We thank Leigh Nystrom, Mark Pinsk, Garrett McGrath, and the administrative staff at the Scully Center for the Neuroscience of Mind and Behavior and the Princeton Neuroscience Institute, as well as Elizabeth McDevitt, Anne Mennen, and members of Pygers support group. We thank Franklin Feingold for assistance in data sharing, as well as Chris Gorgolewski, Tal Yarkoni, Satrajit S. Ghosh, Avital Hahamy, Mohamed Amer, Indranil Sur, Xiao Lin, and Ajay Divarakian for helpful feedback on the data and analysis.
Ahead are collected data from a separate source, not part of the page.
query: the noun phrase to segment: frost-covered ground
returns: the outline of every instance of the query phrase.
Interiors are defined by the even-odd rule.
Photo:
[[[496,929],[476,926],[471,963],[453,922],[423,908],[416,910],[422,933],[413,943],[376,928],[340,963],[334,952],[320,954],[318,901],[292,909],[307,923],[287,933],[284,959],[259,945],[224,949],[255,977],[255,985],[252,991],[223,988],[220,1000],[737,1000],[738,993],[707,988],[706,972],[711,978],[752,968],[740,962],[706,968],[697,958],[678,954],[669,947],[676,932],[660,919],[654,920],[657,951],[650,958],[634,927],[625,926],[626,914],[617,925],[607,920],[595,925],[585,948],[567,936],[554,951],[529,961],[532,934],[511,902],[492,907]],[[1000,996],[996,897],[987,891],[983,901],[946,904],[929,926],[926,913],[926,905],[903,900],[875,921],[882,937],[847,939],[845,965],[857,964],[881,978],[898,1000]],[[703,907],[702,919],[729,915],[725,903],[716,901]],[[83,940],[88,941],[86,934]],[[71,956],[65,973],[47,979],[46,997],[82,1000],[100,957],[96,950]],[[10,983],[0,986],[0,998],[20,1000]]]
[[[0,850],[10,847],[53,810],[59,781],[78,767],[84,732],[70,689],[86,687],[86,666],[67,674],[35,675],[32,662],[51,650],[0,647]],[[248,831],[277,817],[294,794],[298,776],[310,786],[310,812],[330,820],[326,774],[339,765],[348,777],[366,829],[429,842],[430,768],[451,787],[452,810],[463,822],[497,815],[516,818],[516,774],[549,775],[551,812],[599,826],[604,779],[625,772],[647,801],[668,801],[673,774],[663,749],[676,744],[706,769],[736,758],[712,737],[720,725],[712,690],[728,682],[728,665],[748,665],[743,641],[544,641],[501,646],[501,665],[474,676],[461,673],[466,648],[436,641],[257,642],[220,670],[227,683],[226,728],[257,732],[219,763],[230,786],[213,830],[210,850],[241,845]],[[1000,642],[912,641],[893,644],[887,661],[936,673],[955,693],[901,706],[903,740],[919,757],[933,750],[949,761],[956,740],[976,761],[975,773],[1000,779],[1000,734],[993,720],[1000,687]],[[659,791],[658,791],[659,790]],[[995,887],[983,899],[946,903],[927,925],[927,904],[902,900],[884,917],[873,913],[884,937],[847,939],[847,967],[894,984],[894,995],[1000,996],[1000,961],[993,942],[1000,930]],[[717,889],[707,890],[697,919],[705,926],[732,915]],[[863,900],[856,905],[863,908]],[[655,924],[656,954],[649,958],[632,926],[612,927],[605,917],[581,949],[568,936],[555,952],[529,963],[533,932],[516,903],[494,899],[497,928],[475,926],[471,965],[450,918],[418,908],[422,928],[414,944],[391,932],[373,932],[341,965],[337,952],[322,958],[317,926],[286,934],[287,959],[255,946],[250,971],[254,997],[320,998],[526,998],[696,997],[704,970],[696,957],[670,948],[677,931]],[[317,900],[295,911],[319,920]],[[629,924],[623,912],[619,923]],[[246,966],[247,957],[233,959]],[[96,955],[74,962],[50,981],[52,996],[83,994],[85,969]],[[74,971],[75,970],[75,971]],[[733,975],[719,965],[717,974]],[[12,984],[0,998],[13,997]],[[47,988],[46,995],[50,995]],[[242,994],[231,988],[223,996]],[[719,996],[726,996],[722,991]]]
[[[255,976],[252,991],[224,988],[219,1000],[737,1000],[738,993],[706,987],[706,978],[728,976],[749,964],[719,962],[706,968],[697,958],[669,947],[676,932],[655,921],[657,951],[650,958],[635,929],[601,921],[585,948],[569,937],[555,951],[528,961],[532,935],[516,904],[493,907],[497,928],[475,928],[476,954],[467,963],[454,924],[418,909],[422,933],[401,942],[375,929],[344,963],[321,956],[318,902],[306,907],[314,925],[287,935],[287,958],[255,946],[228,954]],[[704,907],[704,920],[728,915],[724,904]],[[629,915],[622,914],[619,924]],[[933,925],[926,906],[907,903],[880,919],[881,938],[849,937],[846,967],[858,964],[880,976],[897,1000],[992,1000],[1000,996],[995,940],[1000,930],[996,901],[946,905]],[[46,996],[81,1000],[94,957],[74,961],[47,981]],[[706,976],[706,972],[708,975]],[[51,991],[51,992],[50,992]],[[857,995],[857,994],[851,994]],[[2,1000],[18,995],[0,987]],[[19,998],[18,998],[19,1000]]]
This work was supported by the National Institutes of Health (NIH) grants R01-MH094480 (U.H.), DP1-HD091948 (U.H.), R01-MH112566 (U.H.), R01-MH112357 (K.A.N., U.H), T32-MH065214 (K.A.N), by the Defense Advanced Research Projects Agency (DARPA) Brain-to-Brain Seedling contract number FA8750-18-C-0213 (U.H.), and by the Intel Corporation. The views, opinions, and/or conclusions contained in this paper are those of the authors and should not be interpreted as representing the official views or policies, either expressed or implied of the NIH, DARPA, or Intel.